Like any player in tumultuous change, life wasn’t easy. We were in the heart of all gossip, from our whereabouts the previous night to the ten pounds of post boot camp weight gain. Ship women were constantly accused of interrupting a crew that once functioned peacefully. We were sexual targets, marked as eternal sluts for exploring the desires only acceptable in men.
Every female handled herself differently. Many remained discreet about their personal lives. Some put on an air of meek innocence, granting them more likeability than the rest. Those who were able to pull it off rocked their tough bitch personas. My strategy was to become one of the boys. I developed the mouth of a trucker and pursued men as sexual objects. I spent four years loud-mouthed and full of fury, only to suffer the consequences of stepping out of bounds.

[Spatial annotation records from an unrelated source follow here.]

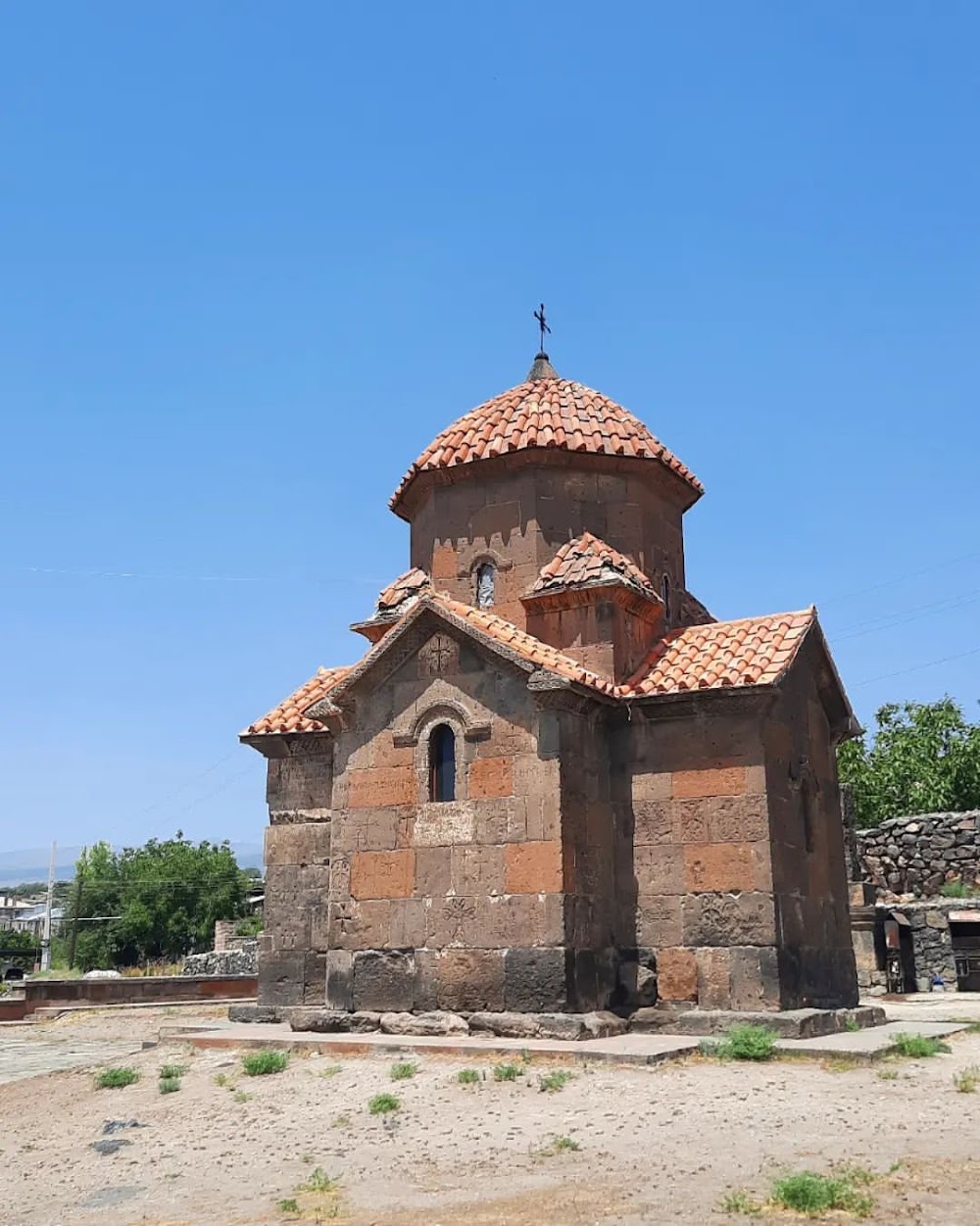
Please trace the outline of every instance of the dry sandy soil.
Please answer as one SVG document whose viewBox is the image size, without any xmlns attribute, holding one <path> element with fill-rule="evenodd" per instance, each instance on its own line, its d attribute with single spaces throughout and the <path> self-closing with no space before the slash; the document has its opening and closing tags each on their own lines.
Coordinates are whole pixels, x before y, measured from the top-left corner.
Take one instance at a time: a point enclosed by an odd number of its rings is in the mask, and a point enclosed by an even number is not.
<svg viewBox="0 0 980 1226">
<path fill-rule="evenodd" d="M 31 1035 L 139 1042 L 172 1020 L 162 1010 L 74 1015 Z M 161 1095 L 168 1062 L 186 1074 L 179 1092 Z M 424 1056 L 417 1075 L 396 1084 L 380 1056 L 293 1057 L 285 1073 L 261 1078 L 245 1076 L 233 1052 L 172 1043 L 126 1063 L 141 1080 L 121 1090 L 96 1090 L 91 1069 L 0 1090 L 0 1221 L 281 1224 L 297 1216 L 278 1201 L 294 1199 L 307 1221 L 351 1226 L 721 1226 L 758 1220 L 719 1209 L 733 1188 L 764 1197 L 786 1170 L 848 1161 L 882 1175 L 872 1222 L 980 1224 L 980 1092 L 958 1094 L 952 1080 L 980 1064 L 978 1034 L 954 1038 L 952 1054 L 889 1064 L 887 1079 L 882 1065 L 569 1062 L 574 1078 L 553 1094 L 538 1076 L 554 1062 L 498 1083 L 489 1060 Z M 464 1065 L 486 1080 L 460 1085 Z M 401 1100 L 395 1114 L 368 1112 L 381 1091 Z M 144 1127 L 107 1138 L 109 1119 Z M 579 1148 L 554 1152 L 558 1137 Z M 103 1156 L 92 1144 L 104 1139 L 128 1144 Z M 893 1163 L 902 1165 L 888 1173 Z M 316 1167 L 339 1181 L 335 1192 L 297 1190 Z"/>
</svg>

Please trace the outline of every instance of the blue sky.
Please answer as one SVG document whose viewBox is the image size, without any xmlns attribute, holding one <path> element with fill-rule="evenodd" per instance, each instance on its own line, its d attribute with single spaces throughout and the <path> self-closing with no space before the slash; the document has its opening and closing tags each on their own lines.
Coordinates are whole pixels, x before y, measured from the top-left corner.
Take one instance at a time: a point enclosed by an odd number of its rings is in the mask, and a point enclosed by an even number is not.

As I told my tales of boot camp body criticism, screaming chiefs, and affairs with married men, I emailed drafts to voluntary readers. Although I knew that I was not the only Navy woman who’d been ditched for a Thai prostitute or dubbed one of the ship’s most infamous hussies, I was in awe with the level of connection they felt.
“Somehow I feel less alone and broken,” they told me. “I wish I had known that somebody was going through the same thing.”
Outpourings reached beyond soul sister connections. Once women caught wind of my confessional memoir, they responded with experiences far more intense than my black sheep status.
From eighteenth birthdays celebrated with threats of getting kicked out of the Navy if she dared to “fuck one of his Seamen,” to rape kits mysteriously lost in the abyss of NCIS documents, I learned that my worst military horror stories were merely a taste. Aghast at how good I had it, I initially wondered why they remained so hush-hush.
“I have kids,” they told me. “I’m an officer’s wife. I will ruin his career if talk about this stuff.”
Then, the end of one confession never left me.
“Thank you for being so bold and brave,” she wrote. “I know I could never put myself out there for the sake of my children, but I truly love you for it.”
I do not claim to be a martyr or anything holier than an articulate attention whore. But despite my original intentions, my writing suddenly has a purpose beyond my understanding.